Por Noel Domínguez
Periodista de Prensa Latina
De común en todas, al frente del puesto de mando Ministerio del Interior (Minint) conformado para la protección del evento, tocaba persuadirlo de que no se utilizaran antorchas en el perímetro cercano de seguridad y más difícil aún, que él no las portara, pero aun así sus abnegados escoltas siempre sufrían algún que otro chamuscado.
La marcha de las antorchas, en memoria del Héroe Nacional José Martí, se realizó por primera vez en la medianoche del 27 de enero de 1953 para esperar el advenimiento del centenario de su natalicio.
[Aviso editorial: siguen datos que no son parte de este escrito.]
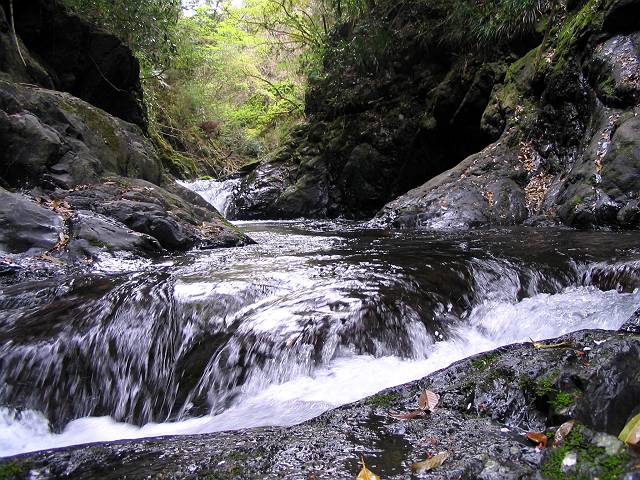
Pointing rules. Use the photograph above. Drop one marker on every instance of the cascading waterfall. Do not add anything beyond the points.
(314, 316)
(219, 193)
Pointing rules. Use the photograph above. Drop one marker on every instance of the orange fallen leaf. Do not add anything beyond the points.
(428, 400)
(365, 473)
(563, 432)
(430, 463)
(406, 416)
(630, 434)
(540, 438)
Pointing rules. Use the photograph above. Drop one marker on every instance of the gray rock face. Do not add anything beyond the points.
(75, 153)
(92, 233)
(570, 155)
(64, 52)
(56, 139)
(487, 405)
(26, 227)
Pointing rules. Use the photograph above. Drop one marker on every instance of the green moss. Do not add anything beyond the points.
(589, 16)
(12, 470)
(483, 362)
(384, 400)
(576, 200)
(608, 86)
(562, 400)
(99, 243)
(544, 390)
(545, 386)
(179, 165)
(593, 461)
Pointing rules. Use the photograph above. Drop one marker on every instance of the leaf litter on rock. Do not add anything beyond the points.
(365, 473)
(538, 437)
(630, 434)
(426, 403)
(430, 463)
(563, 432)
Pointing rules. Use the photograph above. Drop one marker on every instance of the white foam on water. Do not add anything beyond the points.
(349, 377)
(219, 194)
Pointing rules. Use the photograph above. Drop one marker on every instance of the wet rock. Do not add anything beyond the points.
(74, 152)
(174, 222)
(633, 324)
(614, 70)
(75, 57)
(92, 234)
(488, 403)
(56, 139)
(622, 16)
(25, 226)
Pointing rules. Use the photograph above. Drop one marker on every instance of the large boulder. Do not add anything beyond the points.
(569, 151)
(63, 52)
(26, 227)
(80, 159)
(55, 139)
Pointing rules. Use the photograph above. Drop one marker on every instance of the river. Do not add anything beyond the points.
(317, 314)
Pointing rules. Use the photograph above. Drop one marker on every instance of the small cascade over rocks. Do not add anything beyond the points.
(219, 193)
(315, 315)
La tiranía de Fulgencio Batista (1952-1958) se negó a conceder el permiso a los jóvenes para que efectuaran la actividad. Sin embargo, ellos siguieron con sus propósitos y así, en ese día más de 500 de ellos desfilaron con antorchas; era un grupo compacto encabezado por Fidel Castro.
Tras el triunfo de la Revolución, en 1973, en ocasión de conmemorarse el aniversario 120 del natalicio de José Martí, se retomó la realización del evento, y en sucesivos años se efectúan para continuar rindiendo homenaje al Héroe Nacional.
Una de esas marchas aconteció en 1992, de las pocas organizadas a la inversa, desde la Fragua Martiana o el Parque Maceo hacia la histórica colina, y me viene a la memoria porque no solo ello fue lo peculiar.
Creíamos ya a la altura de las antiguas Lámparas Quesada, de Infanta y San Lázaro, en la misma esquina donde en otros tiempos se formaba el despelote contra los sicarios batistianos, que por vez primera no participaría.
Pero sin previo aviso el líder histórico de la Revolución Cubana emergió cual torbellino en la paralela calle Concordia, tal y cual acostumbraba y constituía su principal automedida de seguridad.
El anillo principal a su alrededor no pudo mantenerse y hasta un escolta -me pareció Jorgito por negro y fornido- tenía lentes que rodaron calle arriba, igual que el AKM-47 recortado que portaba terciado.
Mientras, él, inmutable, continuaba sus zancadas desafiantes loma arriba hacia la colina, dejando atrás la ostionera en la que tantas veces consumiera vasos de batido repletos del molusco en sus lejanas épocas de estudiante.
Pero ahí no se detuvieron todos los sobresaltos. Resulta que ya en la tribuna tuve que sostener una solapada e impostergable discusión con alguien a quien poco después apartaría de la causa por algo que no toleraba: mentirle y coquetear con corruptelas.
Estábamos muy cerca y casi cuando comenzábamos con el himno de Bayamo; imperativo, él nos mandó a callar ríspidamente. ¡¡Carlos y el otro, cállense!!…
EN OTRA OCASIÓN
Recuerdo también otra ocasión como esta, durante la culminación en el Parque del Titán, esa en el sentido más acostumbrado desde la colina hasta allí. No recuerdo el año, pero el frío intenso y las marejadas que salpicaban nos hacían tiritar.
Entonces pidió a gestos que Amaury Pérez, el hijo de Consuelito Vidal y del homónimo aguerrido luchador clandestino de la CMQ, se le acercara y casi a gritos por el bullicio enardecido, le preguntó si después del catarro que lo aquejaba vendría la tos tan repelida.
Aquel, a pesar de su estilo complaciente con casi todo interlocutor, tuvo que alertarlo que ello era irremisible y se atrevió, como acostumbra, a sugerirle algún que otro remedio, que con desenfado rechazó. “Gracias, despreocúpate, yo tengo mis propios”.
Sirvan estas humildes e intrascendentes anécdotas para mantenerlo siempre vivo y vigente entre nosotros señalando el aún difícil camino, sobre todo para las nuevas generaciones a quien inició junto a los Jóvenes del Centenario hace 70 años en estos bregares de honrar al más universal de los cubanos.